I can’t come into work. I opened a cursed sarcophagus and now I gotta put a pharaoh’s soul to rest. I DUNNO, TAD, I’LL PROBABLY BE IN MONDAY
Why is it spelled camouflage and not
I bet everyone had that one weird uncle who taught them how to do weird stuff like forage for berries or catch upstream salmon in their mouths and sleep for 6 months at a time just like my Uncle Bear
Starting to think I’m single because of everyone else’s shortcomings.
Sorry we can’t be friends, but you spent $50 on a wine scented candle because it smelled good instead of just buying me five bottles of wine.
“Those ducking cops will never catch me!”
– dialogue from the action-adventure video game Grand Theft Autocorrect
My Fitbit’s “SmartTrack” auto-recognized my riding lawn mower as a bicycle and congratulated me for burning 156 calories ipso facto I earned this ice cream
At some point the blessing in disguise is going to take off the disguise, right?
“I’m not really a big dog person.” – lying werewolf
But, soft! What light through yonder window breaks? / Are you still on your iPhone even though you said you were going to sleep?
The Discovery Channel should be on a different channel every day
Victorian photographers like “Okay we have a two deceased relatives propped in chairs package or our popular one deceased, multiple poses plus family pet package. We can include coffins but the trend now is to have some fun capturing pics where it’s unclear who’s actually alive”
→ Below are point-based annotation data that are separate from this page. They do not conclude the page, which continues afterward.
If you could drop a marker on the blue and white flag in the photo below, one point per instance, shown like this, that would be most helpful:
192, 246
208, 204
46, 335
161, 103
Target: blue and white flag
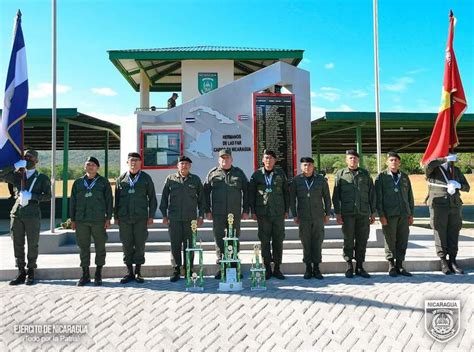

Dear woman I saw jog down a busy street, run into a liquor store, buy two bottles of wine, and then jog back home,
Come back to me.
The best thing about humans is that many of the richest and most prosperous among us collect bottles of rotten grape juice.
It’s weird that on this date in Back to the Future they didn’t show people incessantly posting about Back to the Future.
[lying in bed after sex] my dad hit someone with his minivan in 1989.
Well I’m not really sure why you put “Baby: Ages 0-6” on your resume, but more importantly, why were you a baby for so long
“Wash your hair. Wash your body.” Some of my best ideas come to me in the shower
Best vacation spots:
1. My Bed
2. My Couch
3. That corner spot at the bar
4. Air ducts at work
My IQ used to be higher than my weight, but now I’m fat and dumb.
wife [talking to her pregnant friend] No matter how old they get you always have to remind them to do the dumbest things
me *walks out of the bathroom*
wife: Did you wash your hands?
me *goes back in the bathroom*
Me: Please wait to eat your Craisins until we’re in the car
*5 secs later
Me: What’re you eating?
5yo: *Mouthful of Craisins* ……Nothing
*Arrives at work 2 hrs late
Boss: HR wants to see you about your behavior
Me: Well, I literally just got here so it couldn’t have been me
Just found Elf on the Shelf in the bottom of my lingerie drawer. This explains so many things
My Dr. told me about a new med he wanted me to try and offered that there are some sexual side effects to which I replied “yeah I don’t do that!” instead of nodding quietly like a normal human.